Diabetes seems to hasten the loss of gray matter in the brains of Parkinson’s patients, and the effect is readily observable in the frontal lobes, where higher mental processes such as decision-making take place, according to a small study published online Feb. 10 in Academic Radiology.
Myria Petrou, MD, University of Michigan, and colleagues looked at 36 Parkinson’s patients, mean age 66, 12 of whom had diabetes and 24 of whom did not.
In their study report, the authors detail how, along with clinical and cognitive assessments, the subjects underwent high-resolution T1-weighted brain MRI and [11C]dihydrotetrabenazine (11C-DTBZ) PET to quantify loss of nerve supply in the nigrostriatal bundle, one of the brain’s major dopamine pathways.

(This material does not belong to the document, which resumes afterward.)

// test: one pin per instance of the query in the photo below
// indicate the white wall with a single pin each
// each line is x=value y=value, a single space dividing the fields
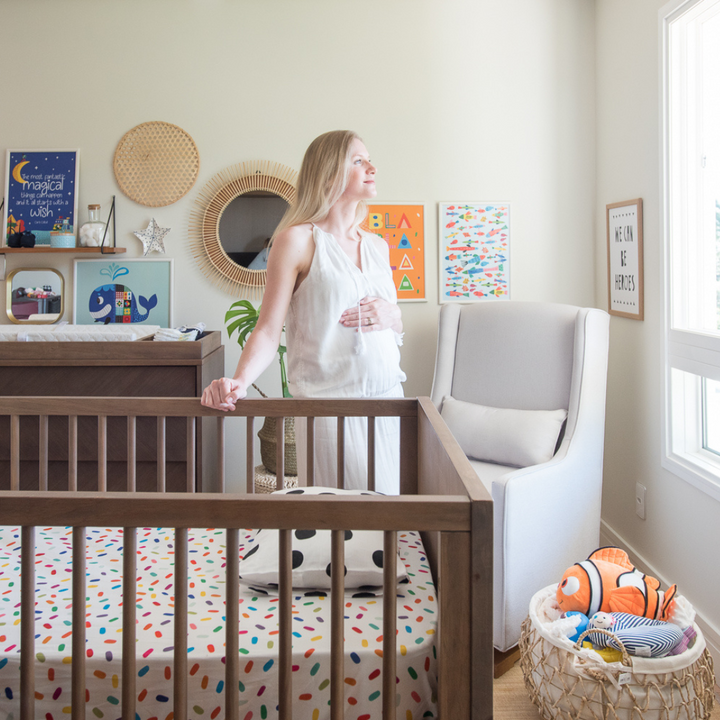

Petrou and team found that the impact of diabetes on total gray matter volume was significant (P = 0.02), while subsequent analyses showed that diabetes was more selectively associated with lower gray matter volumes in the frontal regions (P = 0.01).
In the functional analyses, the combination of total gray matter volume and diabetes status was notably associated with composite (P = 0.007), executive (P = 0.02), and visuospatial domain cognitive z-scores (P = 0.005).
These associations were also significant for the frontal cortical gray matter.
The researchers relied on subjects to accurately self-report their diabetes status, which the authors list among their study’s several limitations.
In their discussion, Petrou et al. note that cognitive decline in the elderly places a great burden on patients, caregivers and the healthcare system as a whole.
“Treatments to attenuate cognitive decline in these patients are highly sought after to improve patient outcomes,” they write. “Our results may have clinical relevance because of the correlations between total and frontal gray matter volumes and cognitive scores, especially in the executive and visuospatial domains.”
Intervening in possible diabetes-related brain pathologies, they add, “may be a strategy to preserve cognition in Parkinson’s disease with comorbid glucose intolerance.”